A Plain Jane Book One
Page 15
Chapter 15
Jane
There was a lot happening, and it was all happening in a short space of time. Of course, Jane didn’t know much about adventure, but she still suspected that ordinary people didn’t go through so much in barely 24 hours. Which was an incredibly uncomfortable thought, because it confirmed that perhaps Jane wasn’t normal, after all.
… Wasn’t normal. It was such an unpleasant thing to think about; she’d labored under that belief her entire life. So what was happening to her felt like the greatest injustice in the world. Nothing like this could happen to her, nothing like this should happen to her.
She wanted to return home and try to forget about it, but she knew Lucas wouldn’t let her.
He was turning out to be different from the person she’d once hated – the person the rest of the Galaxy assumed him to be. Yes, some things were correct: Lucas Stone did like to save people, but he wasn’t arrogant about it or even triumphant. In fact, it simply appeared to fatigue him. He went from one save to the next, with no rest, with no recuperation, and with no celebration. And it seemed the longer he stayed with her, the more he would be doing just that. She could tell that he was tired. His shoulders drooped whenever he was talking to her, his head leaning to the side, not in apparent interest, but because he clearly couldn’t muster the energy to hold himself straight.
She wondered how long he could keep on doing it for. She got away without sleeping, but she knew enough about humans to know that they couldn’t.
Yet with disaster after disaster happening all around her, she knew that Lucas would not let himself rest. Another thing the fan supplements had gotten right – he was determined to the point of exhaustion. It didn’t come from any grandiose self-belief; he simply seemed to try to solve whatever problem was in front of him without any ability to let himself rest until the solution came to hand.

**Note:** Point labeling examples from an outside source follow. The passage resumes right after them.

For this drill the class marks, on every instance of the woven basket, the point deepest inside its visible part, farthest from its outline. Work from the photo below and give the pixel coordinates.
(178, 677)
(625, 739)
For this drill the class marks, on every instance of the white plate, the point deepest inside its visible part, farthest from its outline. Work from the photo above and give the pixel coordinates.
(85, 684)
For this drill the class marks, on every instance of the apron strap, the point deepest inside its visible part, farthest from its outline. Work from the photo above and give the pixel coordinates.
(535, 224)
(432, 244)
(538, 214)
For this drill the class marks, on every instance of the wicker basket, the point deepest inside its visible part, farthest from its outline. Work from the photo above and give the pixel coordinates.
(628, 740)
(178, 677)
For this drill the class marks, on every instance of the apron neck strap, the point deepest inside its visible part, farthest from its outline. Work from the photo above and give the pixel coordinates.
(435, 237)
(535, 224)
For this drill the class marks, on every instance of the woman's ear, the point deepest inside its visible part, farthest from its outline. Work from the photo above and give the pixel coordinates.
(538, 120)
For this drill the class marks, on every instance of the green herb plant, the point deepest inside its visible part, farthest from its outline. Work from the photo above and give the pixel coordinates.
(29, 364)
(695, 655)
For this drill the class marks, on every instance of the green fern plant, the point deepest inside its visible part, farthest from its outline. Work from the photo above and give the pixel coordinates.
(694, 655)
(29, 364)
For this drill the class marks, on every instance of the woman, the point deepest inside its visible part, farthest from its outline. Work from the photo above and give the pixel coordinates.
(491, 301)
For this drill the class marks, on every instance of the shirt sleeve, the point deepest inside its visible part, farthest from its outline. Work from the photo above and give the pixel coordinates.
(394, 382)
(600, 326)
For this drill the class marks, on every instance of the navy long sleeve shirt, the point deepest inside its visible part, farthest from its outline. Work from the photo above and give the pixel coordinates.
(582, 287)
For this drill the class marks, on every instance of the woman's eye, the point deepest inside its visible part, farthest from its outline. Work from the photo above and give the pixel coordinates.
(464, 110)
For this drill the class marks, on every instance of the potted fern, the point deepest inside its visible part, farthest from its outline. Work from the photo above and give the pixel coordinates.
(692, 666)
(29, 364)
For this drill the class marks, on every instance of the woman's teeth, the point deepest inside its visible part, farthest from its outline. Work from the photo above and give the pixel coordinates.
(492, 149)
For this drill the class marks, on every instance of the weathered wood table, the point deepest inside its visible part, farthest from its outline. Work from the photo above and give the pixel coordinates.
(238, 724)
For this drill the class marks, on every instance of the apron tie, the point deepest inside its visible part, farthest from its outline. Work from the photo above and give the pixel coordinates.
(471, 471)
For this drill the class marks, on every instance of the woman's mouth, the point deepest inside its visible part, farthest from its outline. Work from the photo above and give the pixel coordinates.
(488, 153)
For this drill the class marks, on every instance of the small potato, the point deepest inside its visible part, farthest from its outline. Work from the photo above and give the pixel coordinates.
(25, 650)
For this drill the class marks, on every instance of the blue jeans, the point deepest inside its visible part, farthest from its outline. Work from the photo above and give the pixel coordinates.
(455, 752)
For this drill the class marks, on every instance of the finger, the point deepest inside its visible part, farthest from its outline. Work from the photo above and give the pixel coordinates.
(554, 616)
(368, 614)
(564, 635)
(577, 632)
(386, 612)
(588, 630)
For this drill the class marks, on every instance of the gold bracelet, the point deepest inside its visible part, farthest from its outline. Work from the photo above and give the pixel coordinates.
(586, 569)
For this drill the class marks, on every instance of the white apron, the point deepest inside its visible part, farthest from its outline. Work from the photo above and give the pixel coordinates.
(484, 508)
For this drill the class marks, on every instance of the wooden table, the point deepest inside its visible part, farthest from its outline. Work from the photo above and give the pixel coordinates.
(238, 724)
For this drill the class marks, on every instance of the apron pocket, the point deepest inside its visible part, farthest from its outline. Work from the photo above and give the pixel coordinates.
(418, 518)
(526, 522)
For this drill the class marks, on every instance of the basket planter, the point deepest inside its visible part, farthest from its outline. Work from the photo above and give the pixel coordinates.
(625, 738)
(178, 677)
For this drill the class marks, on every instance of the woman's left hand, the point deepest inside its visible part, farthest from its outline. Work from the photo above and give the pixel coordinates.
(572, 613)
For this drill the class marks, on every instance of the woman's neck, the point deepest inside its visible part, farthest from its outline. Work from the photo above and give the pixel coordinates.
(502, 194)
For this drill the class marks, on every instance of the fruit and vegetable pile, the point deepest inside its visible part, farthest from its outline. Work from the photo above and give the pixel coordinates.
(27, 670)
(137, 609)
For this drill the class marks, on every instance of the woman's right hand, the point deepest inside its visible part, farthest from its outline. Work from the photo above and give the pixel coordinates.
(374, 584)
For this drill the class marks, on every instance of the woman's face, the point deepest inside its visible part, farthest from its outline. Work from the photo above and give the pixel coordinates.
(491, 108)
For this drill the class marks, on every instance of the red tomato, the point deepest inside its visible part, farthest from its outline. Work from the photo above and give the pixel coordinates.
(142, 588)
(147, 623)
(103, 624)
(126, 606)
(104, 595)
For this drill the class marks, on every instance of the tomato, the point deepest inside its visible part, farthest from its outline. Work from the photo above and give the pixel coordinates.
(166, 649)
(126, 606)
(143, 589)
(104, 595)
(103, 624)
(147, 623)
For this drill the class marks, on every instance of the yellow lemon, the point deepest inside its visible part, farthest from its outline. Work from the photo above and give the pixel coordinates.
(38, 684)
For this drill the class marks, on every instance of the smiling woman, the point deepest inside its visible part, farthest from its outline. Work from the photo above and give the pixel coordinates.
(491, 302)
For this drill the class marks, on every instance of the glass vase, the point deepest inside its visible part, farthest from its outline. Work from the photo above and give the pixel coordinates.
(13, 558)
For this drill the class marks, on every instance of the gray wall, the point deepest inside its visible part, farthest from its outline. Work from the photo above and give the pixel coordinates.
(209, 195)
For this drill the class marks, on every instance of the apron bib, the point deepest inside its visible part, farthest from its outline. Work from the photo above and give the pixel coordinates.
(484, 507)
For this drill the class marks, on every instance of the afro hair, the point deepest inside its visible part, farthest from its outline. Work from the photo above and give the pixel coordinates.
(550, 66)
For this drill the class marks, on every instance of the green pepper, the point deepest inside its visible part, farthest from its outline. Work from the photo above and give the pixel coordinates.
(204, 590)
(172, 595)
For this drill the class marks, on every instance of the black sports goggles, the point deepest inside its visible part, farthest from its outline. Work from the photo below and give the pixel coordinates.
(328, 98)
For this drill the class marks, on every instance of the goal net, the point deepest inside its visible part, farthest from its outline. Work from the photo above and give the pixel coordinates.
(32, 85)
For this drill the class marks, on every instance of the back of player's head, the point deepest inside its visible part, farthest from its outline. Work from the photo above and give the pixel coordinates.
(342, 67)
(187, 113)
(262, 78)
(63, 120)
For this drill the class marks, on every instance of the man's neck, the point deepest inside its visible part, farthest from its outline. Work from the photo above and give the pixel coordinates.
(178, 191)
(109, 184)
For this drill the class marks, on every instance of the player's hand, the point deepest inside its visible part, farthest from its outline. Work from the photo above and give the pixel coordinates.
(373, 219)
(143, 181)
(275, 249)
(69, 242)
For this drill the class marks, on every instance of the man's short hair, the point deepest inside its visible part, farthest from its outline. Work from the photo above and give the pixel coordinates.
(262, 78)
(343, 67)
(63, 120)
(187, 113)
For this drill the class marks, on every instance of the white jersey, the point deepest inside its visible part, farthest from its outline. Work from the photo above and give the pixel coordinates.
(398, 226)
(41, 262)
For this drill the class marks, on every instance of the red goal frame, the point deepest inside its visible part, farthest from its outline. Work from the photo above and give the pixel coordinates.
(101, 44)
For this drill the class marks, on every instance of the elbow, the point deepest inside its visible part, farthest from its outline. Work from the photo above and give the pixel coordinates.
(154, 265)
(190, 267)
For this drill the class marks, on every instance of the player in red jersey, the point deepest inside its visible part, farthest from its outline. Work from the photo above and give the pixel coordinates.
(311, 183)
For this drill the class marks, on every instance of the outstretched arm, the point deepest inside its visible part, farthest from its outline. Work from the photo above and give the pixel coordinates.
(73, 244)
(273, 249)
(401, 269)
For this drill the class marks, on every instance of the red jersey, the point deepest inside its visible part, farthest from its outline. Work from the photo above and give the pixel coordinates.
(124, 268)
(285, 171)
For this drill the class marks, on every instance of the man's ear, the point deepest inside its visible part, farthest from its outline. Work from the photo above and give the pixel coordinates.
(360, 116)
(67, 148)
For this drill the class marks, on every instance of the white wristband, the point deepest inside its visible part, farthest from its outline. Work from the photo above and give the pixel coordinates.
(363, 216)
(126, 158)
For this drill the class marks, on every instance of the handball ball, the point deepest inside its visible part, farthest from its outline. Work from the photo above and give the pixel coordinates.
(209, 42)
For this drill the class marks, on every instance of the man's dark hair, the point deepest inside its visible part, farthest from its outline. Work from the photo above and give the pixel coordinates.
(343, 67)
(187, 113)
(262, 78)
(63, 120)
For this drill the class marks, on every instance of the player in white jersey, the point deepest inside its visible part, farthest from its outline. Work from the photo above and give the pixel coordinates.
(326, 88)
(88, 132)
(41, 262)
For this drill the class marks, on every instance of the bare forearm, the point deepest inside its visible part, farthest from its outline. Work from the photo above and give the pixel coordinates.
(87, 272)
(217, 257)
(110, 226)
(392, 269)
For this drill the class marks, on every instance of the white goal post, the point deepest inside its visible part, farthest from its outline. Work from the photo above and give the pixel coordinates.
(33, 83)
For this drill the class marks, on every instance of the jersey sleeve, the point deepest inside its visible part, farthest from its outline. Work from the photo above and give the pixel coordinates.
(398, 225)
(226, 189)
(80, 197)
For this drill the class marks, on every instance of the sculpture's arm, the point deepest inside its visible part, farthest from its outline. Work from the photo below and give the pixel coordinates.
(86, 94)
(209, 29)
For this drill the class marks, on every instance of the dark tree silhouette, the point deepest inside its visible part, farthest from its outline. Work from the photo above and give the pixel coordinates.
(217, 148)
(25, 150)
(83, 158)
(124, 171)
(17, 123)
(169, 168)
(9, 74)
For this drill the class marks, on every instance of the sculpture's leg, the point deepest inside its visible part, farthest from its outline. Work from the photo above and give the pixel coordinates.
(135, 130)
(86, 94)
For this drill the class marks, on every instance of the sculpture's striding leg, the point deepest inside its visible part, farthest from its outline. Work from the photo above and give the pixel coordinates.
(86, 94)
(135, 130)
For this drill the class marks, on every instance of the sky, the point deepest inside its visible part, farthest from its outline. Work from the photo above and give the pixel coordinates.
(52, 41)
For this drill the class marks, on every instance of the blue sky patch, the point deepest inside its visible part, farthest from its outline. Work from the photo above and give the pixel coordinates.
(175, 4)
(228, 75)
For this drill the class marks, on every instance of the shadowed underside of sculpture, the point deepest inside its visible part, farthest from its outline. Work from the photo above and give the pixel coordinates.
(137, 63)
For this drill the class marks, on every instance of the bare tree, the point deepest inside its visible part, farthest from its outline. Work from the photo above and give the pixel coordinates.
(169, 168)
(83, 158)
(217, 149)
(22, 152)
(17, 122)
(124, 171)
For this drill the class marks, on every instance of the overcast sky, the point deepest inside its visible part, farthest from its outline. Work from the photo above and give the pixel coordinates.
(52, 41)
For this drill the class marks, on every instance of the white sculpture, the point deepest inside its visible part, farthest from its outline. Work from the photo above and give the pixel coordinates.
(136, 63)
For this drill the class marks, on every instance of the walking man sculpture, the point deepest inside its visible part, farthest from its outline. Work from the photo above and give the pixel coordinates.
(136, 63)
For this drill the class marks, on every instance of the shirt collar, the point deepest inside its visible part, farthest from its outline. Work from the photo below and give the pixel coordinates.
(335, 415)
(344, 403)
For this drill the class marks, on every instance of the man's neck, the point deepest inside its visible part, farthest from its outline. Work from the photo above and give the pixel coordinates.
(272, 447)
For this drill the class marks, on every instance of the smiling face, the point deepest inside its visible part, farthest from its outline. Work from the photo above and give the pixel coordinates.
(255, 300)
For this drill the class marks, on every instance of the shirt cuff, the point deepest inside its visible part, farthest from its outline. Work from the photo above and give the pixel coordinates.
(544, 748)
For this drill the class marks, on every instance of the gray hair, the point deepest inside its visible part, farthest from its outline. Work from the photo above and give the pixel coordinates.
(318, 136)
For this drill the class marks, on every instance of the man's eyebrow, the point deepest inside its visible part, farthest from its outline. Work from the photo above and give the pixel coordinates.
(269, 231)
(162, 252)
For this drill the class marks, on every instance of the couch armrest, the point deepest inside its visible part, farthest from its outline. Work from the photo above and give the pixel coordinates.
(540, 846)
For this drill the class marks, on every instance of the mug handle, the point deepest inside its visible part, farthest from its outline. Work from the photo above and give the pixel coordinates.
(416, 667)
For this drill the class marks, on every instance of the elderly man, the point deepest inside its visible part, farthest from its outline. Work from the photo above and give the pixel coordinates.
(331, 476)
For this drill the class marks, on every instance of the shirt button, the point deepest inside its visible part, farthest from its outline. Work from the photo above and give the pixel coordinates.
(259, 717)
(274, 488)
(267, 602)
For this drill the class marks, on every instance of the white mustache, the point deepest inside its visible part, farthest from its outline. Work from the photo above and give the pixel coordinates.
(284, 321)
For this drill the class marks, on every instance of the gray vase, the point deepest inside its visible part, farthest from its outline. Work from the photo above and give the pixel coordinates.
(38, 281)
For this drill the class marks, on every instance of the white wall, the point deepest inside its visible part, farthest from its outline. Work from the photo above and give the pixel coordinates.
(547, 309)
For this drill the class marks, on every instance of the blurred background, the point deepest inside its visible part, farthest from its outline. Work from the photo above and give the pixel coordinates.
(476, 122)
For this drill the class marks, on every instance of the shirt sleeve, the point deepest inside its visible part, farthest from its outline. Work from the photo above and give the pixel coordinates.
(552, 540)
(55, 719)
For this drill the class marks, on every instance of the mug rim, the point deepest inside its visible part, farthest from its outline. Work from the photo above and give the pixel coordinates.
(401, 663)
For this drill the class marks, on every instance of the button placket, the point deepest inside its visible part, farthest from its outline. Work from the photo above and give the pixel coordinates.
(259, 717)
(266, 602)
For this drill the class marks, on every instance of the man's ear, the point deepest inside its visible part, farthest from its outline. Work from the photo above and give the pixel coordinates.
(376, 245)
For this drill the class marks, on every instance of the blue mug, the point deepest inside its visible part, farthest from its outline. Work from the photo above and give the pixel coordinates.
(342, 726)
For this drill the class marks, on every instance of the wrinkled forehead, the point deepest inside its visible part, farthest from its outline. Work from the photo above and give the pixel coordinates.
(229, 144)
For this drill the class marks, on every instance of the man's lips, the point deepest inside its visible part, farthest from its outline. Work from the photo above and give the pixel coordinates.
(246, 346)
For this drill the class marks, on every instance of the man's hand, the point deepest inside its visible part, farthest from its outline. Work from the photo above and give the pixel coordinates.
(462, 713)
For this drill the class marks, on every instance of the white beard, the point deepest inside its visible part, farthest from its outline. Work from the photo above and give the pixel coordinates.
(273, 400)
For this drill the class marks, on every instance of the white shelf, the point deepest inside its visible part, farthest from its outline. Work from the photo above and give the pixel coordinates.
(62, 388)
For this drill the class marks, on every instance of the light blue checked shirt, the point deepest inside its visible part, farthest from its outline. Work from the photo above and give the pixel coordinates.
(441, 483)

He was now sitting next to her in the command chair, his palm squarely docked with the console, his head leaned forward. He still had his armor on, and he hadn’t yet switched his helmet to transparent. Perhaps he was trying to catch some quick shut-eye underneath there and didn’t want Jane to notice. Though she really doubted it.
She sat in the chair next to him, her hands clutched firmly in her lap, her lips pressed together, and her gaze settling on some innocuous point on the view screen.
The ship was now traveling at BL, beyond light speed, and the image on the view screen, though mostly black, sometimes speckled with sudden flashes of light, the twisted view of distant stars racing past them at unbelievable speeds. Though Jane had never seen it in real life, she’d seen simulations of it before.
He hadn’t said anything to her since they’d boarded the ship and had undocked from the Central Shipyards.
In fact, he’d simply synthesized her a glass of water, handing it to her in silence, then he’d immediately docked his glove, sitting in the command chair and not moving once.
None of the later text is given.